Willett, from The Coalition for Divorce Reform, says “Some parents do improperly withhold child support, and that's wrong, but I'm not surprised to learn that the presumption of innocence does not apply in these child support contempt proceedings. With no-fault divorce, innocence is irrelevant too."

In the MSNBC piece, Brunker writes that the person owing child support is not entitled constitutional protections that criminal defendants receive, including the presumption of innocence. “And in five states — Florida, Georgia, Maine, South Carolina and Ohio — one of the omitted protections is the right to an attorney.”
 
These same five states that don’t ensure the accused person’s right to an attorney refer to marriage as a contract in their laws. In typical contract law, the party who breaches the contract is held responsible to make good to the party who has been wronged. In Ohio Law “Husband and wife contract towards each other obligations of mutual respect, fidelity, and support" (3103.01).  Florida specifies that ordained ministers in communion with some church “may solemnize the rights of matrimonial contract” (741.07(1)). In Georgia, marriage is a contract and written marriage contracts “shall be liberally construed to carry into effect the intention of the parties” (§ 19-3-1, 19-3-63). Maine’s domestic relations law has as its goal “to nurture, sustain and protect the traditional monogamous family unit in Maine society, its moral imperatives, its economic function and its unique contribution to the rearing of healthy children” (§650-1-B).

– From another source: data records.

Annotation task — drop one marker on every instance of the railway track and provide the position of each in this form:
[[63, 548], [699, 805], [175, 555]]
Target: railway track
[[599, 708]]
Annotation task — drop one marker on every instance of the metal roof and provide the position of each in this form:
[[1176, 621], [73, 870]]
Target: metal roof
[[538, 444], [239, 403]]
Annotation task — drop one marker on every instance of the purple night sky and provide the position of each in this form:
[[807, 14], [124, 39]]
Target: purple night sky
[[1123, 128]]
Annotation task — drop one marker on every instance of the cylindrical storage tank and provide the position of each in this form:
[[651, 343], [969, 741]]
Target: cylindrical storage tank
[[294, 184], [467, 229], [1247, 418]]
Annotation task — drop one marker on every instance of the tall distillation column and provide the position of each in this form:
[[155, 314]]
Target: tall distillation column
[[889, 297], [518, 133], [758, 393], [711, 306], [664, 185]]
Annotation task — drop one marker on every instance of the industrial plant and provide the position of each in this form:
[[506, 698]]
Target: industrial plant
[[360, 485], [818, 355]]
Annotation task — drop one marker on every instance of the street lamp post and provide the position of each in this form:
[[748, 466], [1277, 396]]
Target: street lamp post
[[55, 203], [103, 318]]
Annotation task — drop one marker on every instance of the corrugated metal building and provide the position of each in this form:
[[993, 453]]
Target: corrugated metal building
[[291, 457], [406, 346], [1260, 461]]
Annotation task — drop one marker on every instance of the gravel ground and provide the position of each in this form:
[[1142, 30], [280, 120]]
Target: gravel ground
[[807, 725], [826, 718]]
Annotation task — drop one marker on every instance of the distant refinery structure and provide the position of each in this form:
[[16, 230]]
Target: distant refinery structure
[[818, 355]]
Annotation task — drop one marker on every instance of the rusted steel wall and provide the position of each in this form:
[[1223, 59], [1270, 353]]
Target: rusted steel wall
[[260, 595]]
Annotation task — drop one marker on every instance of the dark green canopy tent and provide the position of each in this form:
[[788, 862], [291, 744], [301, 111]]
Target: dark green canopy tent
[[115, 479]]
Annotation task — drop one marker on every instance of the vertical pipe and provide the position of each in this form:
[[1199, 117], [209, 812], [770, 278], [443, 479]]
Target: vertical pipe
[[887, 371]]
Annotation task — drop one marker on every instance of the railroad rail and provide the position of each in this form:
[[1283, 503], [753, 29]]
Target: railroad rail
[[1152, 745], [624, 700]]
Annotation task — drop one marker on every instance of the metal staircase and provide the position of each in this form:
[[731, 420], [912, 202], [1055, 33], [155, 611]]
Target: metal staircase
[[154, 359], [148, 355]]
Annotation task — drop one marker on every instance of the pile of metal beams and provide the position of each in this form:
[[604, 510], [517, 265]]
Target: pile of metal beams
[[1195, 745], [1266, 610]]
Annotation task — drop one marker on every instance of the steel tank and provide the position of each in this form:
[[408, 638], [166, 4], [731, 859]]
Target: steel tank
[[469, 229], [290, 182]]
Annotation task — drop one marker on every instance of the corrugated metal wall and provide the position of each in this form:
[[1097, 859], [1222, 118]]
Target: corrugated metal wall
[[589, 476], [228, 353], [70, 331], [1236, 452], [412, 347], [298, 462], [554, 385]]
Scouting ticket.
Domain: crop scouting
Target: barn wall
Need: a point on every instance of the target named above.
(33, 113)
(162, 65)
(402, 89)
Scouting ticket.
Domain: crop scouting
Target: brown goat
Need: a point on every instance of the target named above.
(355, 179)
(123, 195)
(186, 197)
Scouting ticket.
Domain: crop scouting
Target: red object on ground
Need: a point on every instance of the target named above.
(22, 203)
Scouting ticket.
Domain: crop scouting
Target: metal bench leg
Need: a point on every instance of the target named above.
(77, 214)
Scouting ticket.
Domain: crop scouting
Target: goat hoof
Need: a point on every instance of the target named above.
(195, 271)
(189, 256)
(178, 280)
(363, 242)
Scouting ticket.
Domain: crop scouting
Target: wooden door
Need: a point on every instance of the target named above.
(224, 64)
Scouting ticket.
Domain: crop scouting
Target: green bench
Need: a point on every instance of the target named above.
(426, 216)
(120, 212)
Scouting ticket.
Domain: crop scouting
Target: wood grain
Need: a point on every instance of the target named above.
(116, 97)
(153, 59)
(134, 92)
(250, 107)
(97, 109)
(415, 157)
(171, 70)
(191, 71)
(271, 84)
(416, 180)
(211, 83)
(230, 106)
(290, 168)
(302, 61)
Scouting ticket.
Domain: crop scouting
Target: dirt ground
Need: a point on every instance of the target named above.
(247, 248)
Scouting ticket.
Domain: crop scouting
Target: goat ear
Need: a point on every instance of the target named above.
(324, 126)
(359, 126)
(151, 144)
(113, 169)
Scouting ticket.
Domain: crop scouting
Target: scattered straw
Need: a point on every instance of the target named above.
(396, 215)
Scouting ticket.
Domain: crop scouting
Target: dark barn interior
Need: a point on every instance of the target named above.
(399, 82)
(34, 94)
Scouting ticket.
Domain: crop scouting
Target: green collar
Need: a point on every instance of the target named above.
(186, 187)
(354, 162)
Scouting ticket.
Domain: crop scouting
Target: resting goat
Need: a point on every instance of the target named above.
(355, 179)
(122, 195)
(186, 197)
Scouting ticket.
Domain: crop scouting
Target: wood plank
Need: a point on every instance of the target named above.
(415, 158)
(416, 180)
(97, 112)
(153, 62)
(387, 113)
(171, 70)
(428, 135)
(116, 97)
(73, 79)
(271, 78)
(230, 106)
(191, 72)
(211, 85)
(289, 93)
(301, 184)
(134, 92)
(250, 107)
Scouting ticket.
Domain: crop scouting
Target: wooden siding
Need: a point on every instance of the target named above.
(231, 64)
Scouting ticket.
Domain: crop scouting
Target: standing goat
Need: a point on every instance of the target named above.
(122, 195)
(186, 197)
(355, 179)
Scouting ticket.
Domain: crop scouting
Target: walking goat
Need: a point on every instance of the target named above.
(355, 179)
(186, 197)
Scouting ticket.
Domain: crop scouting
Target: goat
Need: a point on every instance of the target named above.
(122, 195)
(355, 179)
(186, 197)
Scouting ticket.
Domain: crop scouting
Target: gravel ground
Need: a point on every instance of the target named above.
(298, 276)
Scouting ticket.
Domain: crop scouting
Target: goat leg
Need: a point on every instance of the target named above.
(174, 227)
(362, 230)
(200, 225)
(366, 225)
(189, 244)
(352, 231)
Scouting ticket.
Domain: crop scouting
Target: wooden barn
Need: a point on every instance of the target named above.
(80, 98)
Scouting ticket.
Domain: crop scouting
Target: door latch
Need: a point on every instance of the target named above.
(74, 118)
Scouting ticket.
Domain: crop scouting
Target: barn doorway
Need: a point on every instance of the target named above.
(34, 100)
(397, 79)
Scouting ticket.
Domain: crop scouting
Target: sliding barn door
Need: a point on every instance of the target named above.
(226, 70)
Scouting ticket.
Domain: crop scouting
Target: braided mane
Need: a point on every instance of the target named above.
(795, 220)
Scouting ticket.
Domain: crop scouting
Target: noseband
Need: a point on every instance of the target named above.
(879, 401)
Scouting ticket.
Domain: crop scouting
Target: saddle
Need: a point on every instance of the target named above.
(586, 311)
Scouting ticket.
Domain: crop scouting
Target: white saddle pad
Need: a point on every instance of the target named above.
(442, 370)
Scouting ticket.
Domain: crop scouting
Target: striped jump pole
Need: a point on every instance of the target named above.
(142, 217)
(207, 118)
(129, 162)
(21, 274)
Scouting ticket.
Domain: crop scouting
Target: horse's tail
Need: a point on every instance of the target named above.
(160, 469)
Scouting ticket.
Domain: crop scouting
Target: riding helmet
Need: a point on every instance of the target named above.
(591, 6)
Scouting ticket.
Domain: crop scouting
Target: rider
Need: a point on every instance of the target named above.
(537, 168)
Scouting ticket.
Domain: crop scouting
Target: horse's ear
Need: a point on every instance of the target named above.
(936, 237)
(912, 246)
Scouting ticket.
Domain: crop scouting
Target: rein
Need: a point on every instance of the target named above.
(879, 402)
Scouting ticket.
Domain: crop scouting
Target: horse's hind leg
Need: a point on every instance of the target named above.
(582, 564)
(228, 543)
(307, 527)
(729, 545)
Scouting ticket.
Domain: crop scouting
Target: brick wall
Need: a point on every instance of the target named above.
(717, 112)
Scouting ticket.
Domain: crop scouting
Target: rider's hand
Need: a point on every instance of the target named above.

Other states laws refer to the contractual element of marriage or the value of marriage in rearing healthy children. But, in no-fault divorce practice, the party upholding the contract frequently has reason to complain.
 
Gregory Lynne, who lost his children in a no-force divorce in Caroline County Virginia, says, “After divorce, the non-custodial parents are robbed of their identities as persons. Hanging-on, teetering between a jail cell and sub-standard wages (after paying child support,) and limited by child visitation orders, discarded parents live a tenuous existence. Many are discouraged and lose hope of ever raising their children to their full potential. Instead, they are treated like indentured servants, pimped by the state to ‘turn economic tricks’ as-if they deserved to be objects of underworld exploitation for the benefit of their absentee families.”